Both governmental regulatory changes and an innovation-driven market have paved the way for the boom of ‘Alternative lending’, which is increasingly taking over traditional marketplaces. One key factor that is revving up the demand for this platform is its distinctive approach to underwriting, which is analytical and dependent on important aspects of customer data.
Big Banks Rely On Conventional Models
The traditional banks are still using old-fashioned underwriting models that often lead to wrong decision regarding who to loan money to and at what rate. Moreover, old models take a lot of time time to ascertain the creditworthiness of a borrower, which in turn, only escalates the waiting time period for small business owners.
Ascend Consumer Financial’s Scott Crawford, VP of product and marketing, said that conventional underwriting comes with major problems, which need to be addressed through alternative data sources. Small business loan provider OnDeck’s Krishna Venkatraman, SVP of Data and Analytics, strongly feels that disruption in the existing business model from alternative lenders can only lead to innovation.
Speedy And Dependable
Using the latest analytical solutions, alternative lenders can create holistic profiles of their potential borrowers, which leads to speedy processing of the applications without clouding judgement.
Crawford is confident that alternative lending solutions will soon claim a larger share of the lending industry, given its aggressive approach to testing new credit models and the ability to launch them in the market.
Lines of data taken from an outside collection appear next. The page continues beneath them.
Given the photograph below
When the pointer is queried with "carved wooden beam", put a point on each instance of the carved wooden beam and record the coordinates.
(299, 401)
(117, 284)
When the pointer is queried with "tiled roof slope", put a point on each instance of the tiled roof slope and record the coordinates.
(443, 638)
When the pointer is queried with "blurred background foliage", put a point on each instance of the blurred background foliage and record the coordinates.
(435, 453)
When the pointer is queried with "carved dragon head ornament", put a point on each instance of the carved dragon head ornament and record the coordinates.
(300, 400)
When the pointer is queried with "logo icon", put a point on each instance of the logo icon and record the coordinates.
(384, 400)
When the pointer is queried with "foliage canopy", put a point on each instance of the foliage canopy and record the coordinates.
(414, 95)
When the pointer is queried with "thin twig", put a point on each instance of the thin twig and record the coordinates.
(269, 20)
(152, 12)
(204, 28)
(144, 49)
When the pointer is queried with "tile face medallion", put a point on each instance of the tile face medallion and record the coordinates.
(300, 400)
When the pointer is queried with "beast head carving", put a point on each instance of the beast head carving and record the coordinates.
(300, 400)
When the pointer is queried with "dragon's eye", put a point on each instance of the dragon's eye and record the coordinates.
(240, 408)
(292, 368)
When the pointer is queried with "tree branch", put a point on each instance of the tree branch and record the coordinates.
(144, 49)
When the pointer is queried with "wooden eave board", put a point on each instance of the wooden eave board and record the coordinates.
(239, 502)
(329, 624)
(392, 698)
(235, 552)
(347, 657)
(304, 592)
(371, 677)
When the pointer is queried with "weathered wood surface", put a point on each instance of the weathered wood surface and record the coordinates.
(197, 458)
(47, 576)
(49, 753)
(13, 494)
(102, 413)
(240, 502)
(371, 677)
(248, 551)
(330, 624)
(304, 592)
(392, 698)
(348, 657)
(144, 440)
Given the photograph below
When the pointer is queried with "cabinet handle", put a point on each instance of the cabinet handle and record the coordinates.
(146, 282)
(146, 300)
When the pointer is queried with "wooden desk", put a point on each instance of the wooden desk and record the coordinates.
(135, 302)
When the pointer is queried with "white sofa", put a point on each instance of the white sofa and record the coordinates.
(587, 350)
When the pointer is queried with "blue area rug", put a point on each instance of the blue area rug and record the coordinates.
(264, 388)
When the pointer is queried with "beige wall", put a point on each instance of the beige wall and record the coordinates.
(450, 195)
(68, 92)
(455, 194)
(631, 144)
Crawford added that the fast pace of testing new credit scoring methods could bring about insightful feedback and help the industry to streamline the whole industry of credit modelling.
By looking at the current business models of big banks, which remain focused on conventional ways of credit profiling, Crawford projects that those banks will fall behind in the loan industry. He sees rapid growth for firms that have proven and modern underwriting and business models.
These facts should encourage small business owners and startups to approach alternative lenders rather than getting turned down by traditional banks, big or small. Not only are the chances higher for getting the required loan, but the use of the latest in analytics reduces the rejection rate.